The organization should seek insurance coverage sufficient to meet any liability for damages to any person with respect to personal injury, death, or damage to property consistent with its risk assessment. The limit of such coverage should at least be at the minimum level as prescribed by the client or recognized as best industry practice. Insurance should include employer’s liability and public liability coverage. Personnel should be provided with health and life insurance policies appropriate to their wage structure and the level of risk of their service as required by law or regulations.

When seeking insurance coverage, the organization should consider:

  • The policies and limits to be held by the organization should be specified in the contract;
  • The jurisdiction of the policy and in the event of a dispute;
  • The territorial limitations;
  • Limitations of indemnity;
  • Coverage of all activities, including use of weapons;
  • Medical coverage and treatment of persons working on behalf of the organization and impacted communities;
  • Activities of subcontractors; and
  • Contractual obligations.

Examples of the types of coverage to consider include (but are not limited to):

  • Liability;
  • Workers compensation;
  • Accident;
  • Property damage;
  • Kidnapping, ransom and/or captive;
  • Sensitive risk (e.g. evacuations); and
  • Key personnel.

A.8.3 Financial and Administrative Procedures

It is necessary that the organization put in place appropriate administrative and financial structures to effectively support the ORMS, before, during, and after an undesirable or disruptive event. Procedures should be established and documented to ensure transparency with regard to authorizations, consistent with generally accepted accounting procedures and industry good practices. Therefore, a management structure, authorities, and responsibility delegation for decision-making – including spending limitations, authorities, and responsibility for implementation – should be clearly defined.

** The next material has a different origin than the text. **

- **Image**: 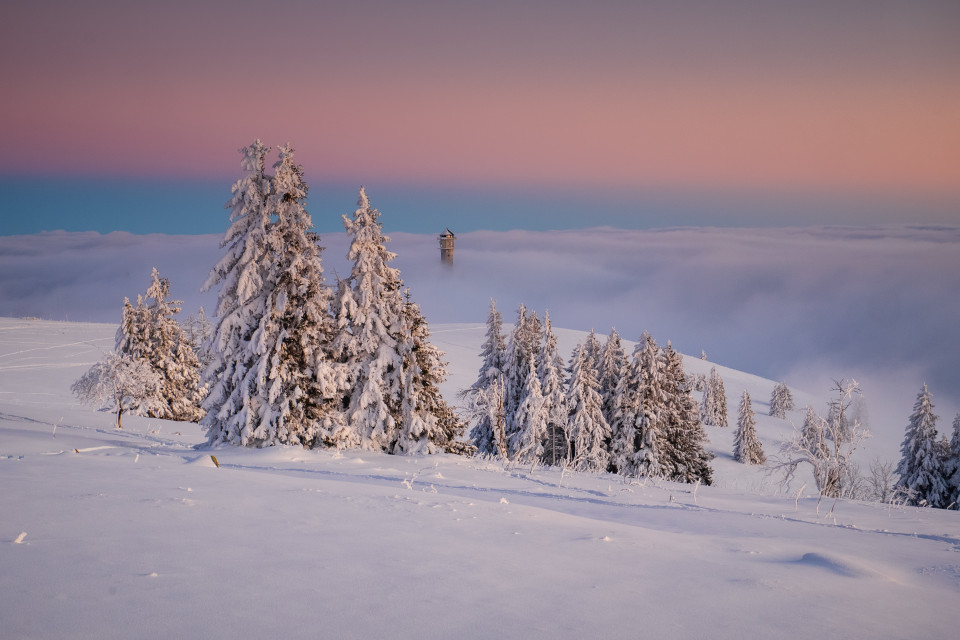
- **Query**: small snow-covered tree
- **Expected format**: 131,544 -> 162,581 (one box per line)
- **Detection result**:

A.8.4 Outsourcing and Subcontracting

A contract should provide the legal basis for the relationship between the contractor and subcontractor. The organization is responsible for all activities outsourced to another entity. The contract should specify the responsibilities, terms, and conditions under which the subcontractor is to perform, including a clearly defined:

  • Commitment to abide by the same obligations as held by the organization and described in the Standard;

  • Specification of the appropriate flow-down of conformance to applicable provisions of the Standard;

  • Confidentiality and conflict of interest requirements;

  • Process for reporting of risks, as well as the occurrence and response to undesirable and disruptive events;

  • Definition of the support relationship between the contractor and the subcontractor; and

  • Description of the service performed by subcontractor personnel.

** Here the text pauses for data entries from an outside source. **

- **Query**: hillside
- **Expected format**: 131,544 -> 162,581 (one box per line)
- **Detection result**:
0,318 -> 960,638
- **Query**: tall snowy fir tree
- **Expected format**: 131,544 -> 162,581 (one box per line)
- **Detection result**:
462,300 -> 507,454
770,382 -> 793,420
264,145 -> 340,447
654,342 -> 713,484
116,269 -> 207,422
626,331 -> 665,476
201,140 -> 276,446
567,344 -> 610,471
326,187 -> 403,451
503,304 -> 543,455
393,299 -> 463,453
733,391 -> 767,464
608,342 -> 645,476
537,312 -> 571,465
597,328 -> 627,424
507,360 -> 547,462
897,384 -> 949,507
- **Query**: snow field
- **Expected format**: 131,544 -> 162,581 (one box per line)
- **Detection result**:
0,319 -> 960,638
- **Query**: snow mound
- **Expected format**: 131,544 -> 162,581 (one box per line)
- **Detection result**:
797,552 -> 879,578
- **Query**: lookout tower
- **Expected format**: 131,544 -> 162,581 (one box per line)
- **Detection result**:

For transparency, the organization should understand commitments to first, second and third parties, including how they relate to organizational priorities.

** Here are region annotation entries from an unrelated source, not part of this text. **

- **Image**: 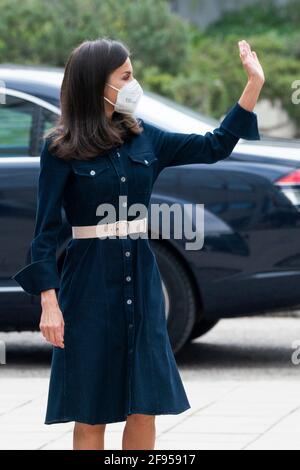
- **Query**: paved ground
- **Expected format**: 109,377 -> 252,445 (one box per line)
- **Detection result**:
0,317 -> 300,450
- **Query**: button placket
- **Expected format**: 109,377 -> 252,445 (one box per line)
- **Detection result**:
112,151 -> 134,413
122,239 -> 134,413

A.8.5 Documented Information

The level of detail of the documentation should be sufficient to describe the ORMS and how the parts work together. The documentation should also provide direction on where to obtain more detailed information on the operation of specific parts of the ORMS. This documentation may be integrated with documentation of other management systems implemented by the organization. It does not have to be in the form of a manual.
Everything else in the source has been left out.